Donc ce centurion a un serviteur malade, et sur le point de mourir, auquel il tenait beaucoup. Son ordonnance, en quelque sorte. Lui-même ne s’est pas rendu sur la montagne des arbres bénis, où Jésus avait donné rendez-vous à tous ses partisans. Mais quand le prophète revient, accompagné d’une foule énorme, dans le bourg de Capharnaüm, il lui envoie une délégation de juifs pour le supplier : Ne te dérange pas de venir chez moi, car je ne suis qu’un païen. Mais dis seulement un mot, à distance, et mon serviteur sera guéri. « Car moi qui n’ai rang que de subalterne, j’ai sous moi des soldats, et je dis à l’un : Va ! et il va, et à un autre : Viens ! et il vient. » (Lc 7, 8).

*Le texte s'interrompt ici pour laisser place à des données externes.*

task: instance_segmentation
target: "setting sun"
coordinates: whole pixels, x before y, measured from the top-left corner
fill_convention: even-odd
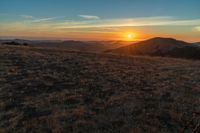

Il reconnaît implicitement Jésus comme Dieu, sur sa réputation déjà immense de thaumaturge. Les foules juives se précipitaient sur Jésus pour se faire guérir de toutes sortes d’infirmités. Le païen, lui, se contentera d’un seul mot prononcé par Jésus de loin pour obtenir la guérison de son familier.
Et Jésus ne peut qu’admirer cette humilité et cette foi. Il le donne en exemple à ses compatriotes plus démonstratifs, mais envahissants.
Ce centurion étranger, le jour même de la proclamation des Béatitudes, devenait le bénéficiaire de l’une d’entre elles : « Bienheureux les affligés, car ils seront consolés. » (Mt 5, 5).